* Pero ahí anduvo, con su complejo de picaflor, ayudándose con sus dotes de poeta (hay que admitirlo, era bueno para el verso) y rompiendo corazones a lo largo de tantos años.
Y la verdad, no sé muy bien qué sentir al respecto.En las redes sociales, después de mi comunicado, sencillo y escueto porque realmente no sabia ni qué escribir, me han llegado muchos mensajes de condolencias.
Algunos realmente me sorprenden, pus son de personas que ni siquiera lo conocieron, y de pronto escriben cosas que me hacen preguntarme si se habrán confundido de muertito.
Pero claro a mí sí me conocen, y supongo que tratan de mostrarme empatía.
No hay nada más difícil que expresar una condolencia, Puesto que definitivamente nadie siente ni puede sentir lo que yo.
Peor aún, nadie se imagina que lo que mayormente siento por la partida de mi padre, es alivio.
Se fue de la tierra, una persona que lo único bueno que me otorgó, fue la vida.
Aparte de eso, y por más que me esfuerzo, no puedo recordar nada positivo.
Bueno, sé que estoy exagerando. En mis primeros años, hubo bonitos momentos que me llegan como imágenes congeladas, de instantes que fueron buenos: Una mañana en la playa, cuando después de jugar con las olas, terminamos el día en aquella fondita a la orilla del mar, con mesas y sillas de plástico y saboreando un pescado frito que cuando lo evoco, lo vuelvo a degustar.
Algunos cumpleaños, en los que estuvo sobrio. Porque le gustaba, desde que recuerdo, fumar mariguana y echarse su “refresco para adultos”. Mientras estaba bajo el efecto de estos evasivos, andaba de buen humor.
Pero cuando pasaba el efecto…
Eso sí, no puedo decir que maltratara a mi madre. Al menos no físicamente. Le decía cosas y le hacía observaciones que ahora, muchos años después, me doy cuenta que eran hirientes.
Eso sí, para el mundo, era otra imagen: artista, muy creativo y novedoso. Candil de la calle y oscuridad en su casa, dicen.
Cuando se reveló verdaderamente su personalidad tan egoísta, fue después del trágico día en que mi madre cayó por las escaleras con mi hermanita en brazos.
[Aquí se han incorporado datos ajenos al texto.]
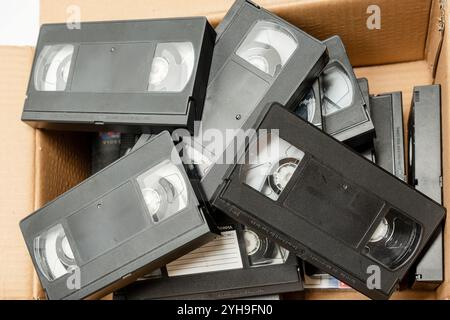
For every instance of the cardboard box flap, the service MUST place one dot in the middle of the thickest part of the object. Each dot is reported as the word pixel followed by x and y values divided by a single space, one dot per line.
pixel 385 32
pixel 435 37
pixel 16 173
pixel 442 72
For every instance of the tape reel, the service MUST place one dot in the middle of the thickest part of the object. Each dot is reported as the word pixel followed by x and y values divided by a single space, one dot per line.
pixel 53 253
pixel 307 107
pixel 272 162
pixel 261 250
pixel 267 47
pixel 172 67
pixel 53 67
pixel 394 240
pixel 164 191
pixel 337 89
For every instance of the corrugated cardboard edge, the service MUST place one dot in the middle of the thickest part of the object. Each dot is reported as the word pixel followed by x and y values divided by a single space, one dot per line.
pixel 16 173
pixel 435 35
pixel 402 37
pixel 442 73
pixel 306 12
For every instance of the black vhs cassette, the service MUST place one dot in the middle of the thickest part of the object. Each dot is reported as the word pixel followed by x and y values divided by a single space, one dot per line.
pixel 120 75
pixel 425 174
pixel 258 59
pixel 343 106
pixel 238 263
pixel 387 116
pixel 310 108
pixel 388 150
pixel 135 215
pixel 329 205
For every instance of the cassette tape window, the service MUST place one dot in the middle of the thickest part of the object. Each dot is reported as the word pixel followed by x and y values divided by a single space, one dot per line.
pixel 172 67
pixel 394 241
pixel 164 191
pixel 337 89
pixel 268 46
pixel 53 253
pixel 271 162
pixel 53 67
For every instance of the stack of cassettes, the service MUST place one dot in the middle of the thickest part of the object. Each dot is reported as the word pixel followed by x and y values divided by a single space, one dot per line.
pixel 228 163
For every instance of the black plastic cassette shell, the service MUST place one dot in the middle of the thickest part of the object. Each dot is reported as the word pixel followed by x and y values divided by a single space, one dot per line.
pixel 338 125
pixel 188 228
pixel 255 210
pixel 225 284
pixel 119 111
pixel 425 173
pixel 289 86
pixel 318 118
pixel 387 116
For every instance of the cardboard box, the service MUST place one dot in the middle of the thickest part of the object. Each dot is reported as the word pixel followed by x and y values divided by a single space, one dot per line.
pixel 409 49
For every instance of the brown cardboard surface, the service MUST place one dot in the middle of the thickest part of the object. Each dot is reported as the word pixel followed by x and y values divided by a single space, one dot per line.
pixel 435 35
pixel 402 37
pixel 51 162
pixel 442 78
pixel 16 173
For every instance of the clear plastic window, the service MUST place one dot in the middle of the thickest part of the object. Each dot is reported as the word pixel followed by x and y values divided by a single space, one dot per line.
pixel 271 163
pixel 394 240
pixel 52 67
pixel 164 191
pixel 262 251
pixel 337 89
pixel 307 107
pixel 53 253
pixel 172 67
pixel 268 46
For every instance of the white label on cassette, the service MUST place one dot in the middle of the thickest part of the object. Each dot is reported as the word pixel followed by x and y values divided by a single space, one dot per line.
pixel 220 254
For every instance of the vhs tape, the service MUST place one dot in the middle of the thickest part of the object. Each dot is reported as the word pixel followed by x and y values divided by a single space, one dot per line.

Ya le había dicho incontables veces, que esa escalera necesitaba un barandal, que era muy peligrosa así al aire. Pero él, en su afán de diseños originales, no había querido ponérselo.
Y mi hermanita no era un bebé de seis kilos, era una niñita de casi tres años. Total que por protegerla en la caída, ella se fracturó la espina dorsal, y a partir de ese día no volvió a caminar.
Al principio, lo intentaron todo, o al menos todo lo que estaba a su alcance. Pero nada ni nadie pudo lograr que volviese a mover sus piernas.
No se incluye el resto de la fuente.